Paul, her husband and father to her children had been an angel, but an angel with a dangerous hobby. He’d raced cars, not proper racing cars but old bangers on stock car tracks, where there were frequent accidents that normally didn’t mean very much. But on one disastrous occasion and unknown by him his seat belt had been tampered with and he’d been killed tragically in the first collision, but not outright. He’d lingered in a coma for days before he’d given up the ghost and plugs had been pulled and he was no more. It had taught her to loathe any kind of motor sport because, to her, it wasn’t a sport at all, but yet another of mankind’s weapons that can be used in murder.
She hadn’t been allowed to solve the problem of who had as good as killed her husband, of course, she being much too close to the victim, but Peter had struggled day and night until he’d worked out what had happened and why Paul was dead, and now the bastard who’d taken a blade to a safety harness was behind bars and would be until he was old and grey. Justice of a sort was being done, and he deserved it.
But the whole process had brought herself and Peter even closer together. The two years that had elapsed since she’d buried Paul hadn’t been easy, but without her doughty sergeant they would have been one hell of a lot harder.
“Well, is he?” demanded Jack.
“Pardon? Oh, uncle Peter? No, he’s at work, but he might pop by at the weekend,” she said.
“That’s good,” grinned Jack. “He’s going to show me how to make a bow and arrows.”
“Like Robin Hood?” smiled Rosie.
“Or Little John,” said Jack, “It’s good here to shoot arrows because there’s nobody to get in the way and end up with an arrow in their eye, like that old king of hundreds of year ago.”

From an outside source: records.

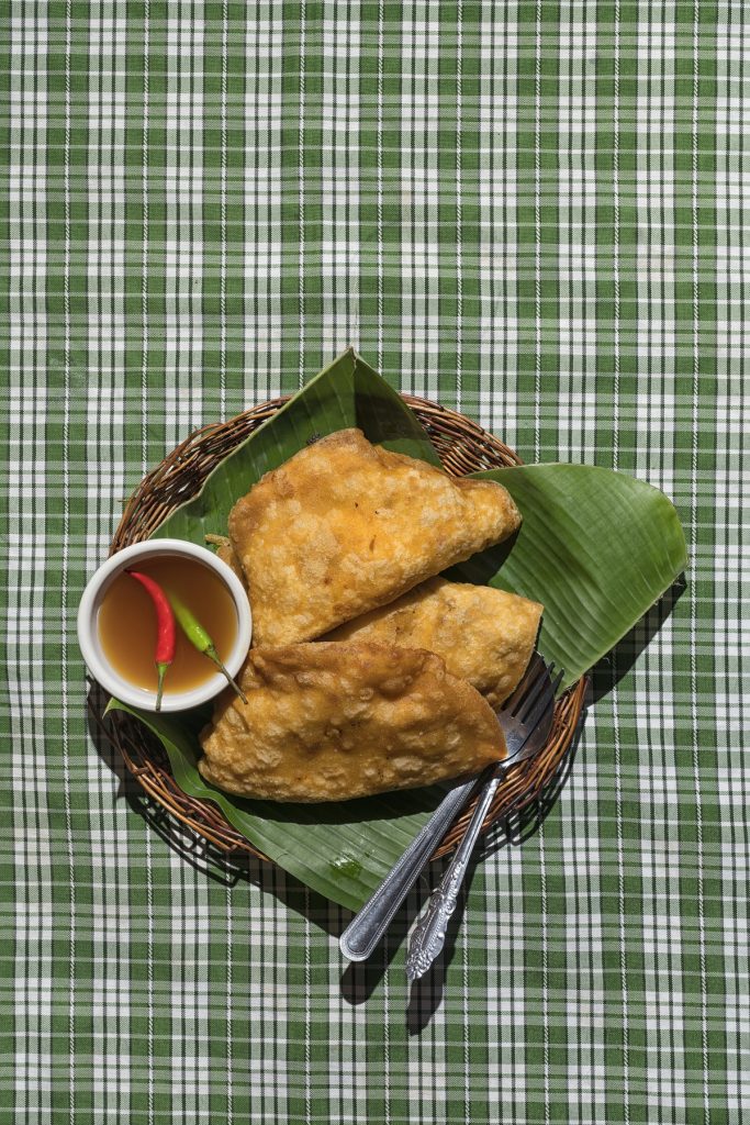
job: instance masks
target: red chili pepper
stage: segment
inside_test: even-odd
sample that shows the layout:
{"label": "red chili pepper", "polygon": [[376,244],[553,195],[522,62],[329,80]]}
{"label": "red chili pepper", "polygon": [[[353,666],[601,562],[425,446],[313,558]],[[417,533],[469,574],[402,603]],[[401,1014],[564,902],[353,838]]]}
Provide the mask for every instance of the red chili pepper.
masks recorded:
{"label": "red chili pepper", "polygon": [[156,710],[162,706],[162,692],[164,691],[164,676],[170,664],[174,659],[174,647],[177,645],[177,627],[174,624],[174,613],[169,603],[169,598],[162,587],[147,574],[139,570],[126,570],[132,578],[139,582],[150,594],[154,609],[156,610],[156,649],[154,662],[159,673],[159,686],[156,690]]}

“As long as you’re careful,” murmured Rosie.
It worried her when the children were encouraged to play what she considered dangerous games, but she knew that boys must be boys and with sensible supervision they should be all right.
“That’s your phone, mummy,” called Jill from the awning where she was busy unwrapping her own ice-cream.
“Darn it,” she said, “bring it here, darling.”
Jill ran up to her, and the phone stopped ringing just as she handed it over to her mother.
“How annoying,” muttered Rosie, and she started checking the missed-calls register.
It was Peter Jenson, and she would have called him back but the phone started ringing again.
“Rosie,” said Peter, “Better get your drawers on! You’re wanted here. There’s been a murder, and it’s what I’d call bloody nasty!”